CVR is proud to belong to the Indy Chamber, and to count the region’s largest business organization as a client – our PR team helps spread the word about the Chamber’s agenda.
Last week, I joined the Indy Chamber’s annual Leadership Exchange (LEX), which sends a delegation of local business and civic leaders (and apparently even a PR flack or two) to peer regions to learn what’s working in other cities, and gain a broader perspective on our own community and economic priorities. This year’s destination was Minneapolis-St. Paul, for a three-day agenda that highlighted issues like mass transit, educating and recruiting a competitive workforce, regionalism and early childhood learning. You can read about those issues in depth elsewhere; for this post, I wanted to share just two observations from our tour of the Twin Cities.
Turn challenges into strengths:
I’m not a winter person, so I was surprised how enthusiastically Minneapolis embraces its cold weather. Speaker after speaker boasted about locals enjoying the outdoors year-round, helping the region be one of the healthiest and "fittest" by many rankings. (Let’s just say Indy has some catching up to do.) One panelist remarked, “There is no bad weather…just bad clothes.” Another (half-jokingly) explained that the frigid air keeps people moving faster (and working harder), contributing to the area’s economic success.
From a marketing standpoint, there’s a lesson to be learned here: Sometimes it’s smart to embrace an uncomfortable reality, and figure out how to make it into a strength – you’ll appeal to your target audience on the basis of authenticity and a unique value proposition. (Of course, you have to be able to live up to the brand – and Minneapolis does: The city has invested in one of the country’s top urban parks systems, and supports a busy schedule of sports and fitness activities, including well-attended winter festivals.)
One old-school advertising example of this approach is the Avis “Number two tries harder” campaign – there was no denying rival Hertz was bigger, but in what David Ogilvy called an act of “diabolical positioning,” Avis successfully promoted itself as the hard-working David who would go the extra mile to earn customers versus the Hertz Goliath.

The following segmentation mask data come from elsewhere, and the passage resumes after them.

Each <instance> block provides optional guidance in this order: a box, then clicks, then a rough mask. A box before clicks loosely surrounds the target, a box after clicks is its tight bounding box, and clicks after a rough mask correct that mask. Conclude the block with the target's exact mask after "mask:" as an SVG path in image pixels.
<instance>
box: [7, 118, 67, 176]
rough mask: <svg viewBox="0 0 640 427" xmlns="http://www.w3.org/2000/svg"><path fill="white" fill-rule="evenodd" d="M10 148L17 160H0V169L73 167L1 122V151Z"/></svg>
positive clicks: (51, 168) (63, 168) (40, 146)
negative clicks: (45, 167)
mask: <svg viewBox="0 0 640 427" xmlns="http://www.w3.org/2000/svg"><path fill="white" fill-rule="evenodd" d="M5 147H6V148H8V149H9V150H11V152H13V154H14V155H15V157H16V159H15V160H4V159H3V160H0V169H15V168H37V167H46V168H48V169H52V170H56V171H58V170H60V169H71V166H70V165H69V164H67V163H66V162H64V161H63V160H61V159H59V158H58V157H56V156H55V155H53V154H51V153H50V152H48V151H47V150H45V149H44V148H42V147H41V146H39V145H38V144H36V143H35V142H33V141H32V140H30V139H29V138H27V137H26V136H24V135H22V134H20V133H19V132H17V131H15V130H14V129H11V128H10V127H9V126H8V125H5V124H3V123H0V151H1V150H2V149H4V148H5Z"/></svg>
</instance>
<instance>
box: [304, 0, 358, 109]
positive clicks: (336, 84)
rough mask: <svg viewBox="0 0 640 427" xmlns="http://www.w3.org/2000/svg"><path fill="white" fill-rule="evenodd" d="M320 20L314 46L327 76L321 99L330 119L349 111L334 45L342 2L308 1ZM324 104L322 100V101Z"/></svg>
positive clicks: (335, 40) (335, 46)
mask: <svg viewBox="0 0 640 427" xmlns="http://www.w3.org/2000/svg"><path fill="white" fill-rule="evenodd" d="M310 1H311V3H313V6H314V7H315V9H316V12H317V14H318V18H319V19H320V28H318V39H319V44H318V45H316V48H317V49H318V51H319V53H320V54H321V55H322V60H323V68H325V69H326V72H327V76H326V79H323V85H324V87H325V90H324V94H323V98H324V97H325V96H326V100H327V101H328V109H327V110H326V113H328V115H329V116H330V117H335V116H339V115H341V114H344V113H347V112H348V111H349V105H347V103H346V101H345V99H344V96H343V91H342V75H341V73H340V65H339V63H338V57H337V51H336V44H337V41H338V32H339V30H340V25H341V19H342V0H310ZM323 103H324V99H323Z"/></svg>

People make cities – and companies – succeed:
Residents are obviously buying into the message, because the Twin Cities region has a well-educated workforce, filled with people who could find success anywhere but choose Minneapolis. This was cited repeatedly as the critical catalyst for its booming economy: High wages, low unemployment, the same number of Fortune 500 companies as San Francisco and a thriving "advanced industry" sector (technology, life sciences and other cutting-edge companies).
Marketing agencies live squarely in the talent economy – our only product is our ideas and creativity. But brainpower is the top priority for most growing employers these days, regardless of industry. Life science companies like Eli Lilly need top scientists, and major manufacturers like Allison Transmission need engineering talent and tech-savvy production employees.
Minneapolis civic leaders are very aware that the region’s large population of smart, skilled workers attracts employers and strengthens the economy, so they have a deliberate, aggressive campaign ("Make It. MSP.") to recruit and retain talented people. It’s a top priority, strongly supported by the business community.
The idea that people are a competitive advantage applies to every business. For successful executives, hiring the smartest people and giving them the support and freedom to innovate is a winning strategy. And for marketers, it’s important not to neglect internal communications – energizing employees around the company’s goals (and being known as a great place to work, keeping the best and brightest happy and productive) will do more to guarantee long-term success than any customer-focused advertising campaign.
The Indy Chamber Leadership Exchange packs a lot of content into less than 72 hours. I could go on and on about the ideas we heard in Minneapolis that could impact Indianapolis as well as our individual ventures. But I’ll simply offer a closing thought that captures the value of LEX to me: If people and organizations stop learning, we start falling behind…and there’s always something to be gained with a different perspective, whether it takes flying a few hundred miles north or just running an idea by the co-worker in the next office.